A Japanese form of ritual suicide, the term "seppuku" derives from the two Sino-Japanese roots setsu 切 ("to cut", from Middle Chinese tset) and puku 腹 ("belly", from MC pjuwk). It is also known as harakiri (腹切り, "cutting the belly"),[4] a term more widely familiar outside Japan, and which is written with the same kanji as seppuku, but in reverse order with an okurigana. In Japanese, the more formal seppuku, a Chinese on'yomi reading, is typically used in writing, while harakiri, a native kun'yomi reading, is used in speech. Ross notes,
It is commonly pointed out that hara-kiri is a vulgarism, but this is a misunderstanding. Hara-kiri is a Japanese reading or Kun-yomi of the characters; as it became customary to prefer Chinese readings in official announcements, only the term seppuku was ever used in writing. So hara-kiri is a spoken term, but only to commoners and seppuku a written term, but spoken amongst higher classes for the same act.[5]
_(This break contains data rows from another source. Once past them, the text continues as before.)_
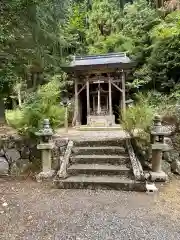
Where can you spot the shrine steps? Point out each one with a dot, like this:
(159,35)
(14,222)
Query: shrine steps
(100,164)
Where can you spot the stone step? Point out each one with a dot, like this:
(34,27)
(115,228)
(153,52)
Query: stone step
(98,169)
(98,150)
(100,143)
(102,182)
(90,159)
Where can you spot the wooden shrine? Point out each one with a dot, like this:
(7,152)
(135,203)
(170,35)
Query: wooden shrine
(99,85)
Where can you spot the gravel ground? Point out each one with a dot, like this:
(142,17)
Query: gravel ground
(33,211)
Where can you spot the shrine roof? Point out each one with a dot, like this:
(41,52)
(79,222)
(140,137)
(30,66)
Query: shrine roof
(93,61)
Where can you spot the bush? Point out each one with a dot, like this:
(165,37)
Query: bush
(45,103)
(138,117)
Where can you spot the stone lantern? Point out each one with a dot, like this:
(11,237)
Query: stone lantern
(45,146)
(158,146)
(65,103)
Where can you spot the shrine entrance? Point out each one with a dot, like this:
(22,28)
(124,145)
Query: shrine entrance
(99,83)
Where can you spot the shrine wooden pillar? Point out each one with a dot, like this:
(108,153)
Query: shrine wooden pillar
(76,102)
(110,97)
(87,93)
(99,100)
(123,78)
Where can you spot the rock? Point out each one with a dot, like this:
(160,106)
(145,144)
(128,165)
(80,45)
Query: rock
(12,154)
(166,167)
(171,156)
(4,204)
(4,166)
(25,152)
(175,166)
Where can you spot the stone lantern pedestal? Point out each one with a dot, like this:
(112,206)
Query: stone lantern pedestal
(45,146)
(157,152)
(158,147)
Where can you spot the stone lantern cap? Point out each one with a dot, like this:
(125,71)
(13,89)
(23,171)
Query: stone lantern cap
(46,131)
(158,129)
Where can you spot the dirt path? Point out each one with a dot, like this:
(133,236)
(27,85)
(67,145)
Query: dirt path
(37,211)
The word jigai (自害?) means "suicide" in Japanese. The modern word for suicide is jisatsu (自殺?). In some popular western texts, such as martial arts magazines, the term is associated with suicide of samurai wives.[6] The term was introduced into English by Lafcadio Hearn in his Japan: An Attempt at Interpretation,[7] an understanding which has since been translated into Japanese.[8] Joshua S. Mostow notes that Hearn misunderstood the term jigai to be the female equivalent of seppuku.[9]